Match Group, the parent company of dating app Tinder, released its first ever earnings report on Tuesday, and despite missing analyst expectations on revenue, banks are feeling confident about the app’s ability to make money.
The concept behind Tinder is simple: you swipe right when you see someone you like, and if they also right-swiped you then you match and can start talking.
Tinder is now focusing on turning that model into a viable business that can bring in advertising money from paid campaigns, as well as income from users who sign up to a paid version of the app.
Deutsche Bank said in an analyst note about IAC, the large internet company that spun out its dating properties into Match group, that “Tinder is a real business. We get it.”
The stock market, however, wasn’t so bullish on Match Group. The company’s shares were down 16% on Thursday, which followed a 13% drop the day before. The revenue miss in Match’s first ever earnings report hurt the stock hard.
Match Group disclosed some numbers about Tinder during its earnings call. It said that more than 60% of Tinder users come from outside North America, according to Goldman Sachs.
One number that Match Group didn’t disclose during its earnings call was how many people pay for Tinder. Tinder Plus costs around $2.99 (£2.05) a month for users who want access to extra features like more “super likes” (a way to show someone that you liked them before they have swiped you) — but that price increases to $19.99 (£13.71) a month for users over the age of 30.
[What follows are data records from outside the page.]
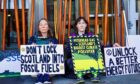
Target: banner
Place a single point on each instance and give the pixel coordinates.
(122, 61)
(42, 59)
(9, 63)
(86, 52)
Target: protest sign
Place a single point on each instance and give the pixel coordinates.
(86, 52)
(9, 63)
(42, 59)
(122, 61)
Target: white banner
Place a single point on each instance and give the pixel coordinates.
(122, 61)
(42, 59)
(9, 62)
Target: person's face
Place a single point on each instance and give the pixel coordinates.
(81, 25)
(43, 26)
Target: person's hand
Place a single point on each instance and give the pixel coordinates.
(116, 45)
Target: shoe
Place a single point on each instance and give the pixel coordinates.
(97, 79)
(47, 82)
(80, 81)
(39, 83)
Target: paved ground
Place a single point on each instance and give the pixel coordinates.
(127, 79)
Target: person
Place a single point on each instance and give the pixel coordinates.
(81, 29)
(44, 36)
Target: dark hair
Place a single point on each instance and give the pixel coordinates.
(49, 33)
(78, 20)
JMP Securities published an analyst note on March 31, 2015 that predicted Tinder would have 1.6 million paying users by 2016. But current estimates of the app’s paid userbase are far lower: Goldman Sachs estimates that the app has 900,000 paying members, and Wells Fargo says Tinder has around 805,000 paid-up members.
Analysts are positive about Tinder, though. BMO highlighted the advertising opportunities and viral growth of Tinder, as well as the mainstream adoption of online dating. Deutsche Bank said that “Tinder is the key to the bull case and outperformed expectations.” And Wells Fargo said “we believe high level of Tinder engagement sets stage for regularly paced product improvements, feature launches, and future ramp of advertising revenue.”
However, Barclays suggested that it could be tough for Tinder and other Match Group products to meet their guidance for the current quarter. “We believe management’s 2016 guidance will require near seamless execution that could be difficult to achieve amid heavy competition, particularly on mobile,” the bank said.